I Serapian sono stati un simbolo amatissimo di Via Jommelli ma anche di una parte dell’identità di Via Jommelli, quella della Comunità Armena. È proprio fuggendo dal genocidio perpetrato dai Turchi ai danni del popolo armeno che i fratelli Stefano e Aramays Serapian approdano in Italia, dapprima a Venezia e poi a Milano; ed è qui che dal 1958, proprio di fronte all’ex laboratorio, ha sede l’unica Chiesa Apostolica Armena in Italia.

Costruita nel 1957 secondo i canoni classici dello stile armeno, con la tipica pianta a croce greca e la cupola conica, consacrata un anno dopo, la Chiesa fu voluta dai fratelli Onnik e Sarkis Diarbekirean, giunti a Milano negli anni 1920 per sfuggire al massacro e per questo dedicata ai Quaranta Martiri di Sebaste. Nel 1985 nel cortile della Chiesa è stato posto un Khachkar (tradizionale cippo funerario scolpito) in memoria delle vittime del genocidio del 1915. La Chiesa è attualmente guidata da Padre Tirayr Hakobyan ed ha un consiglio di fiduciari eletto da una comunità che a Milano conta circa 1.000 persone, rappresentando la più numerosa d’Italia e insieme una delle più antiche componenti etniche della città.

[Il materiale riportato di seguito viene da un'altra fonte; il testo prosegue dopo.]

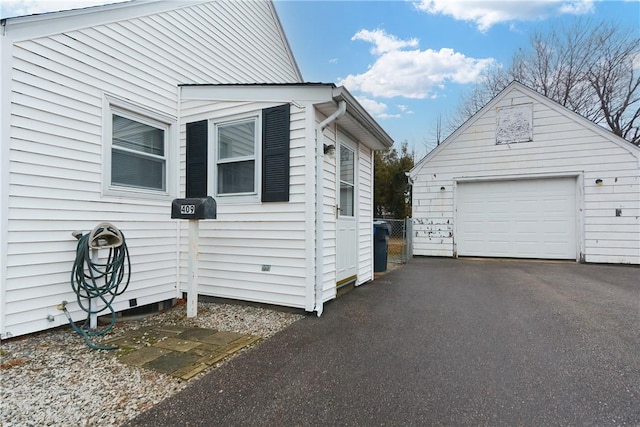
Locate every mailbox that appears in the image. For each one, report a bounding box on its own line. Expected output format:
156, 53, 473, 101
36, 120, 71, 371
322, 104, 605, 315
171, 196, 216, 219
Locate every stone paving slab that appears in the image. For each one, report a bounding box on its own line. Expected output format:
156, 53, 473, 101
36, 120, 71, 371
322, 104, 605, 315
117, 326, 259, 380
142, 351, 198, 374
119, 347, 171, 366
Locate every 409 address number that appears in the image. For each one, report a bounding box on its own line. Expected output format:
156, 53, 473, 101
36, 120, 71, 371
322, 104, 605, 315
180, 205, 196, 215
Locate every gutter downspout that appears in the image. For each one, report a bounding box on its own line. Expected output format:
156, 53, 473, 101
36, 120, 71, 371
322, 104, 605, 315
315, 101, 347, 317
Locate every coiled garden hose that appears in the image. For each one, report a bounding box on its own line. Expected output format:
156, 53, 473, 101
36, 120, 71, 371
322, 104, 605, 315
58, 224, 131, 350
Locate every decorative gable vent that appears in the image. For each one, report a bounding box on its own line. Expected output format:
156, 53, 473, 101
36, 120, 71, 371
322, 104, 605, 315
496, 104, 533, 144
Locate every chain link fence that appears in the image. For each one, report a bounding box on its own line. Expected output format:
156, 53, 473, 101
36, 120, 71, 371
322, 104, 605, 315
374, 218, 413, 264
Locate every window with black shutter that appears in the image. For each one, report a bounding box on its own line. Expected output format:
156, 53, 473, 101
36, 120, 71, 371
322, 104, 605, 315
262, 104, 290, 202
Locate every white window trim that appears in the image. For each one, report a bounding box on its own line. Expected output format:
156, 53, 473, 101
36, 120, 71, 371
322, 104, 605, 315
207, 110, 262, 205
102, 95, 178, 200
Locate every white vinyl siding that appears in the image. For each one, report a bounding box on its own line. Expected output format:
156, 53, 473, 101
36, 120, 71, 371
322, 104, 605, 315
356, 144, 374, 285
412, 86, 640, 264
455, 178, 577, 260
0, 2, 304, 338
180, 101, 309, 308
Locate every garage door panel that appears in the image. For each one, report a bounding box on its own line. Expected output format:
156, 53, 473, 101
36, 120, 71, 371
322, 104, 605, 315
456, 178, 576, 259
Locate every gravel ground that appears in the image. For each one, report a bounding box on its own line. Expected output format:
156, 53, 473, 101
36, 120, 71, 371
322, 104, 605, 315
0, 303, 303, 427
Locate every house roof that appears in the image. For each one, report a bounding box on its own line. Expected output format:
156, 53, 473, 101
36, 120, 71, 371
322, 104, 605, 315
408, 80, 640, 179
181, 83, 393, 150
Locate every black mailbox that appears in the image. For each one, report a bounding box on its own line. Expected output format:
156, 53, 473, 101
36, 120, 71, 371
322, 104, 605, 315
171, 196, 216, 219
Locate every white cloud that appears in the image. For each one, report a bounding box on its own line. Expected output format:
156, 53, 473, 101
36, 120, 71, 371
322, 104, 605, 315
355, 96, 388, 117
339, 30, 494, 99
414, 0, 595, 32
351, 30, 418, 55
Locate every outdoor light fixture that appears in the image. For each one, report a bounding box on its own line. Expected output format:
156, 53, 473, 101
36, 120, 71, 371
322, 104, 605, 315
324, 144, 336, 157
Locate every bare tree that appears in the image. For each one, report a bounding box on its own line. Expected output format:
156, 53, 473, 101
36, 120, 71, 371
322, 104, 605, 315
456, 19, 640, 145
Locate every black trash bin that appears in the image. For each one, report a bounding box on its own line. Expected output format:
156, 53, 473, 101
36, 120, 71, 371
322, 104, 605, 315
373, 221, 391, 273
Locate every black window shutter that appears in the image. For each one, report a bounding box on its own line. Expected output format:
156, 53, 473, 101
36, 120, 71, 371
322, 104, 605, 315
262, 104, 291, 202
186, 120, 208, 197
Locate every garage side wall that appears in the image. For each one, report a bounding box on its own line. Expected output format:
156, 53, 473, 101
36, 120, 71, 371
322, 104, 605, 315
0, 2, 299, 339
413, 86, 640, 264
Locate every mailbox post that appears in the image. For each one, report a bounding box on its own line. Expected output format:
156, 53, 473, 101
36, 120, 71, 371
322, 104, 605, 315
171, 196, 217, 317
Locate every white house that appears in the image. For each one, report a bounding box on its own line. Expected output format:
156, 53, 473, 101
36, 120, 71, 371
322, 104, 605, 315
0, 0, 393, 339
409, 82, 640, 264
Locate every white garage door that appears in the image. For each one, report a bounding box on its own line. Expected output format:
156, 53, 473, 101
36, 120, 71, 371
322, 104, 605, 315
456, 178, 576, 259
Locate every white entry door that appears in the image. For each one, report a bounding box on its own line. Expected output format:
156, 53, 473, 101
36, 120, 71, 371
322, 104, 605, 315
456, 177, 577, 259
336, 142, 358, 286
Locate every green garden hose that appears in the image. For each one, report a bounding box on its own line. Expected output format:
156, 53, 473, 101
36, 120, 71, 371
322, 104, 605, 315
58, 224, 131, 350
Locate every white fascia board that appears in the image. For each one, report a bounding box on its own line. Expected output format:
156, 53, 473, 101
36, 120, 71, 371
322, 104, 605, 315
334, 86, 393, 150
0, 16, 13, 339
182, 84, 333, 103
181, 83, 393, 150
2, 0, 211, 42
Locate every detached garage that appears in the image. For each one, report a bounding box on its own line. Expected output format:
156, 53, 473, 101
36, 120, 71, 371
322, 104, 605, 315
409, 82, 640, 264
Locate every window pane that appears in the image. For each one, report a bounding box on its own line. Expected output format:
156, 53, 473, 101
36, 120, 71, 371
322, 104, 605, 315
218, 120, 256, 159
218, 160, 255, 194
111, 148, 165, 191
113, 114, 164, 156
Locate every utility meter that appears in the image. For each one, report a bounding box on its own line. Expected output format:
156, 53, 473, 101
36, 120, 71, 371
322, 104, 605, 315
171, 196, 217, 219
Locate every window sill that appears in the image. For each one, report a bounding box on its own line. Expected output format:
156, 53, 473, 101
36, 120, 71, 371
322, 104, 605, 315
102, 186, 174, 201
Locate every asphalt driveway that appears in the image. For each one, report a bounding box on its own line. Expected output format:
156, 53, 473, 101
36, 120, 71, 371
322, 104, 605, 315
130, 258, 640, 426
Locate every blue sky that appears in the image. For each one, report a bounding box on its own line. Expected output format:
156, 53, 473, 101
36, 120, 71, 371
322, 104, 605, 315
0, 0, 640, 158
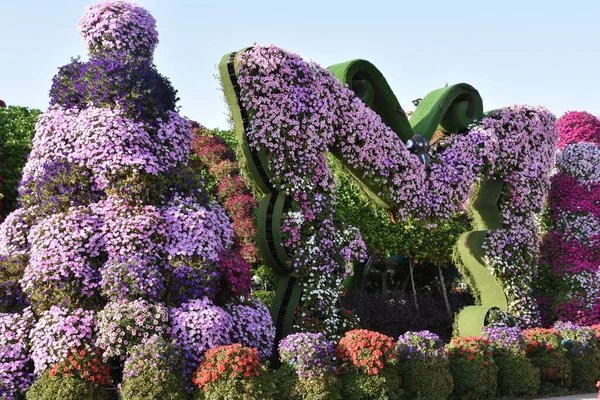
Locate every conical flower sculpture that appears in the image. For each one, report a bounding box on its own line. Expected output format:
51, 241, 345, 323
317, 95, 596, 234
0, 1, 274, 398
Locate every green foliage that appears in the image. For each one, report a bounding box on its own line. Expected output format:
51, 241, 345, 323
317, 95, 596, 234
400, 361, 454, 400
494, 353, 540, 399
567, 348, 600, 393
340, 367, 403, 400
529, 350, 573, 394
194, 371, 274, 400
450, 357, 498, 400
328, 157, 469, 264
0, 106, 41, 214
252, 290, 275, 309
272, 364, 342, 400
25, 372, 109, 400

L'immagine in apertura - La Chiesa Apostolica Armena, dove è possibile partecipare al vespro in italiano il sabato alle 18:00 e alla celebrazione in lingua armena la domenica alle 11:00

L'immagine accanto - Il Khachkar esterno alla Chiesa di Via Jommelli, posto in memoria delle vittime del genocidio armeno


Due parole sul Genocidio
Il Metz Yeghern (grande male), come lo chiamano gli Armeni della diaspora, inizia il 24 aprile 1915 con l'arresto di più di 2.000 persone nella sola Istanbul. A questa seguono persecuzioni e stermini lungo tutta l’area anatolica (oggetto delle brame turche) ai danni di una popolazione radicata nel territorio dal VII secolo a.C. Alla base della persecuzione l’imminente crollo dell’Impero Ottomano e il timore di un’alleanza tra gli Armeni Cristiani e gli Ortodossi. Il nuovo fronte nazionalista turco, da cui nel 1923 scaturisce la Repubblica Turca, identifica nell’intellettuale benestante armeno un nuovo nemico e dà il via ad uno sterminio che, nelle persecuzioni prima e nei campi di concentramento poi, sarà di grande ispirazione per l’imminente olocausto ebraico. È una pagina terribile della nostra storia più recente, ma ad oggi la Turchia non ha mai ammesso il genocidio nei confronti del popolo armeno.